Lo más patético de esta crisis es que hay una serie de gente que se muere de risa. Se mueren de risa mientras muchos empiezan a iniciar el camino de la indigencia. Se muere de risa, por ejemplo, el ministro Montoro. Cierto que el físico y el timbre de su voz puede ser que le impidan mostrarse en público de otra manera, enseñarse como si cada cosa que dice tuviera una aviesa intención de tomarnos el pelo. Cierto, pero hay algo más: disfruta, no sabemos la razón, puteando a los consejeros de economía y hacienda de las comunidades autónomas, incluso a los de su propio partido. Se muere de risa Feijoo, el presidente de la Xunta de Galicia, con su ocurrencia de cargarse a la mitad de los diputados de la cámara gallega, para ahorrar gastos, dice, y para concentrar escaños en las circunscripciones en las que sabe que el PP arrasa. Se muere de risa la señora Cospedal, secretaria general de su partido, de sí misma y presidenta de Castilla-La Mancha, que, por similar agenda oculta que su homólogo gallego, va a aumentar el número de diputados en las cortes castellano-manchegas. Se mueren de risa los especuladores que manejan esos mercados anónimos pero que tienen nombre y apellidos. Se mueren de risa porque se están forrando meneando a su antojo las calificaciones, las primas de riesgo y las bolsas. Se muere de risa Ana Botella, alcaldesa de Madrid, contándonos como gran hallazgo que, si su ciudad organiza las olimpiadas, ya no sé de qué año, el baloncesto se jugará en la plaza de toros de las Ventas: probablemente la zona de matadero y despiece será el lugar ideal para ubicar la sala de prensa.

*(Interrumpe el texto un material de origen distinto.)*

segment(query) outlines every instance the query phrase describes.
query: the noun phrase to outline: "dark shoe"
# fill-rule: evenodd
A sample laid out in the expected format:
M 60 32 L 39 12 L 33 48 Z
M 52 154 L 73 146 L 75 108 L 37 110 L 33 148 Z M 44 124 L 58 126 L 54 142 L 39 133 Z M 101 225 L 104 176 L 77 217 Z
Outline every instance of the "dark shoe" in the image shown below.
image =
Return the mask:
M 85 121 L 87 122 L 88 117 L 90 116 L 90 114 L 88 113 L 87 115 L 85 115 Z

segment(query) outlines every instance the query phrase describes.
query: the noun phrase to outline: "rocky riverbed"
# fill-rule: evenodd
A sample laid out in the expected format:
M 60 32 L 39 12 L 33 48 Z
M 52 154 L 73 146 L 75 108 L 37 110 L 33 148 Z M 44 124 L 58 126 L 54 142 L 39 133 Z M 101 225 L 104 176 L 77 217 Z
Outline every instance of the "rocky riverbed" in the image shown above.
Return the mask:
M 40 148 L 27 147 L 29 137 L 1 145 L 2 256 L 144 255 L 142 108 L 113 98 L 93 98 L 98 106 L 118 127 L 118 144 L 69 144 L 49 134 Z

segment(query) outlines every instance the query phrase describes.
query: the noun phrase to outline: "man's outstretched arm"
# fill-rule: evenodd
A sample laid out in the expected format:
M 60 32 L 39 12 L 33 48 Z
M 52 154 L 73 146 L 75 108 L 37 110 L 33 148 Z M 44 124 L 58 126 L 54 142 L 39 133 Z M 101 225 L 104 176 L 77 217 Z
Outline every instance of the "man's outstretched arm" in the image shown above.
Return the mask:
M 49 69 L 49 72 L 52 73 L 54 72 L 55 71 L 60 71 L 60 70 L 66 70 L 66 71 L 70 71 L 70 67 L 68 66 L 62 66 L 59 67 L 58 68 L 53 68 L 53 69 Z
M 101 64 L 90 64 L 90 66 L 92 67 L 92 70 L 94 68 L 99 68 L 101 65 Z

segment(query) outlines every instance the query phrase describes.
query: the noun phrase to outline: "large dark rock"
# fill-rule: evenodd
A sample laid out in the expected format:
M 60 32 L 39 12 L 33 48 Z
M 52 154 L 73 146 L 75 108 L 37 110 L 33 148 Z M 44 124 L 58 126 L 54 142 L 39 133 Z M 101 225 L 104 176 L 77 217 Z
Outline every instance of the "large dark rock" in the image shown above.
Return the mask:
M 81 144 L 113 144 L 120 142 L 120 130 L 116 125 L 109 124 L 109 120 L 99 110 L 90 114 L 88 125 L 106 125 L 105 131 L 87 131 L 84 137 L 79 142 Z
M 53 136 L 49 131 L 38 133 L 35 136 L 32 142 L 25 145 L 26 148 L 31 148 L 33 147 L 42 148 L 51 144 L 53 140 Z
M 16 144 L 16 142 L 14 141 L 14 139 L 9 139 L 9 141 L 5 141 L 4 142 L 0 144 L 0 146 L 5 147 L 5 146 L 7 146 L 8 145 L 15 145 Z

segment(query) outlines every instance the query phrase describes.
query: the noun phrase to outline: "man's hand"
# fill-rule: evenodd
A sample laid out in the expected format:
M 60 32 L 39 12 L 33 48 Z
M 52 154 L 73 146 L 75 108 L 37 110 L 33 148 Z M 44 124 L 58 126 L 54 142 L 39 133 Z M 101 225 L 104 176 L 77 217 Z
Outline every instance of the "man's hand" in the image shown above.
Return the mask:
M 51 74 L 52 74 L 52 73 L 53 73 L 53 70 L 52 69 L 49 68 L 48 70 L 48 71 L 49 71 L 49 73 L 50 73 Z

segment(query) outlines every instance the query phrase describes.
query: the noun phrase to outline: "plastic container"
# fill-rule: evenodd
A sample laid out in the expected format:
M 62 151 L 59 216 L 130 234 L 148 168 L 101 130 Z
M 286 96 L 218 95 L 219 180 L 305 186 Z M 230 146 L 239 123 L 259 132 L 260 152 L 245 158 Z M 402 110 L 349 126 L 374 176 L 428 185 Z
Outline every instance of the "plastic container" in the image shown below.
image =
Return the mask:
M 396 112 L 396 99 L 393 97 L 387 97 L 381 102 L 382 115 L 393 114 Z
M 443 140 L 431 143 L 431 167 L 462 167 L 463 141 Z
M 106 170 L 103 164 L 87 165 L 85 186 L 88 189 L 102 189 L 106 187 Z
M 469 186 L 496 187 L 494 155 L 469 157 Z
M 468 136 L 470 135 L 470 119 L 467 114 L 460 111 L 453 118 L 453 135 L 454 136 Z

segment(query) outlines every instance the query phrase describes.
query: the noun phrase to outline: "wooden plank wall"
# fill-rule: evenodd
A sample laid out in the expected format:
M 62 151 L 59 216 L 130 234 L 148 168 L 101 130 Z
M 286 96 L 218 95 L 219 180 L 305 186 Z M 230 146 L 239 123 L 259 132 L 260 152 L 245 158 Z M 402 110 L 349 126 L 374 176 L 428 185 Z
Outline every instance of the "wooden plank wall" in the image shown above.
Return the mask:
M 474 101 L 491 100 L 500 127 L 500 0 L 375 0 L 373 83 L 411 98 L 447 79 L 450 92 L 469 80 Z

Se muere de risa Mariano Rajoy, cada vez que convoca a un líder socialista en La Moncloa para no decirle nada o decirle lo que no sabe. Se mueren de risa las autoridades de la Unión Europea en Bruselas, porque cada interlocutor del Gobierno de España con el que hablan les da una cifra distinta acerca del déficit de las comunidades autónomas. A ver cómo se les queda a todos la cara con la vuelta al cole.